E, ancora, sul riso:
 
Si parlava del riso”, disse seccamente Jorge. “Le commedie erano scritte dai pagani per muovere gli spettatori al riso, e male facevano. Gesù Nostro Signore non raccontò mai commedie né favole, ma solo limpide parabole che allegoricamente ci istruiscono su come guadagnarci il paradiso, e così sia”.
“Mi chiedo”, disse Guglielmo, “perché siate tanto contrario a pensare che Gesù abbia mai riso. Io credo che il riso sia una buona medicina, come i bagni, per curare gli umori e le altre affezioni del corpo, in particolare la melanconia”.
“I bagni sono cosa buona”, disse Jorge, “e lo stesso Aquinate li consiglia per rimuovere la tristezza, che può essere passione cattiva quando non si rivolga a un male che possa essere rimosso attraverso l’audacia. I bagni restituiscono l’equilibrio degli umori. Il riso squassa il corpo, deforma i lineamenti del viso, rende l’uomo simile alla scimmia”.
“Le scimmie non ridono, il riso è proprio dell’uomo, è segno della sua razionalità”, disse Guglielmo.
“È segno della razionalità umana anche la parola e con la parola si può bestemmiare Dio. Non tutto ciò che è proprio dell’uomo è necessariamente buono. Il riso è segno di stoltezza. Chi ride non crede in ciò di cui si ride, ma neppure lo odia. E dunque ridere del male significa non disporsi a combatterlo e ridere del bene significa disconoscere la forza per cui il bene è diffusivo di sé. Per questo la Regola dice: «decimus humilitatis gradus est si non sit facilis ac promptus in risu, quia scriptum est: stultus in risu exaltat vocem suam»”.
[…]
“Ma Ildeberto disse: «admittendo tibi joca sunt post seria quaedam, sed tamen et dignis et ipsa gerenda modis.» E Giovanni di Salisbury ha autorizzato una modesta ilarità. E infine l’Ecclesiaste, di cui avete citato il passo a cui si riferisce la vostra Regola, dove si dice che il riso è proprio dello stolto, ammette almeno un riso silenzioso, dell’animo sereno”.
“L’animo è sereno solo quando contempla la verità e si diletta del bene compiuto, e della verità e del bene non si ride.
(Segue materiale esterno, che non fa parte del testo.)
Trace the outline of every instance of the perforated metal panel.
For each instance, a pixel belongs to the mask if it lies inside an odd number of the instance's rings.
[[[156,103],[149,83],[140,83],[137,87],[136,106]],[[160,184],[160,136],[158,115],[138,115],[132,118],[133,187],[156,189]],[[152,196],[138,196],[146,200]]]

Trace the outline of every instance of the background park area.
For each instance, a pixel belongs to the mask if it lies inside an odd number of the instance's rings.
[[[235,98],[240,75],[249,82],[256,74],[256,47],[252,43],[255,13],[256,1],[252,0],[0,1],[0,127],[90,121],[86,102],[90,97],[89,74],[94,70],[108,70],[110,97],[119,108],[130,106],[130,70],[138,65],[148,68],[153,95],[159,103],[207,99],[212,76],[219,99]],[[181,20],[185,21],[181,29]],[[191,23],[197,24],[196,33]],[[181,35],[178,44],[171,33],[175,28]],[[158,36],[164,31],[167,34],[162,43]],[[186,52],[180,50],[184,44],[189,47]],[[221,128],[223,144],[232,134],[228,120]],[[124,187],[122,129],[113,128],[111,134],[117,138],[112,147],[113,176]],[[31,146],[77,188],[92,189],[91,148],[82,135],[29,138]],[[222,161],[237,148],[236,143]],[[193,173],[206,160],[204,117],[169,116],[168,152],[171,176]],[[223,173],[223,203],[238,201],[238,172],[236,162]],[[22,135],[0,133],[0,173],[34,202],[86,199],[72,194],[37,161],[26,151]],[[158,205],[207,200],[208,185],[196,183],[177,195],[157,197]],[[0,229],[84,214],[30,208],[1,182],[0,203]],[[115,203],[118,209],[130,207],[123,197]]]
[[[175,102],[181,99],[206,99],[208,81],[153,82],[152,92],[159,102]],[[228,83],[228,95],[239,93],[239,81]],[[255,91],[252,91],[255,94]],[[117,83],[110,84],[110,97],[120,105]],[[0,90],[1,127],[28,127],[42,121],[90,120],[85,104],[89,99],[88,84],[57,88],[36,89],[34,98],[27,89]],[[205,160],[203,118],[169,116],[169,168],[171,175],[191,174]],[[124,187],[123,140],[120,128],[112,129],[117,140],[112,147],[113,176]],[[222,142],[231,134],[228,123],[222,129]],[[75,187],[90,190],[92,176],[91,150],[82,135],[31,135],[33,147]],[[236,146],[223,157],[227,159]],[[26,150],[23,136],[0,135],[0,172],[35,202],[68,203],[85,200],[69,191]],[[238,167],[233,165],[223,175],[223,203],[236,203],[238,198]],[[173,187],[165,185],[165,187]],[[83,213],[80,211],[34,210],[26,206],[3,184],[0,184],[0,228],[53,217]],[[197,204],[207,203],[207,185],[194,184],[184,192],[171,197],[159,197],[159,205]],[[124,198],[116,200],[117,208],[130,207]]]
Ecco perché Cristo non rideva. Il riso è fomite di dubbio.”
“Ma talora è giusto dubitare.”
“Non ne vedo la ragione. Quando si dubita occorre rivolgersi a un’autorità, alle parole di un padre o di un dottore, e cessa ogni ragione di dubbio. Mi sembrate imbevuto di dottrine discutibili, come quelle dei logici di Parigi. Ma san Bernardo seppe bene intervenire contro il castrato Abelardo che voleva sottomettere tutti i problemi al vaglio freddo e senza vita di una ragione non illuminata dalle scritture, pronunciando il suo è così e non è così. Certo colui che accetti queste idee pericolosissime può anche apprezzare il gioco dell’insipiente che ride di ciò di cui solo si deve sapere l’unica verità, che è già stata detta una volta per tutte. Così ridendo l’insipiente dice implicitamente «Deus non est»”.

 

Copertina de “Il nome della rosa”, Bompiani, 1980

 

Un personaggio, Jorge, che odia. Odia il riso e la derisione. Li odia perché li teme. Ma teme soprattutto la derisione di ciò di cui ha paura:

“Ma cosa ti ha spaventato in questo discorso sul riso? Non elimini il riso eliminando questo libro”. Chiese Guglielmo.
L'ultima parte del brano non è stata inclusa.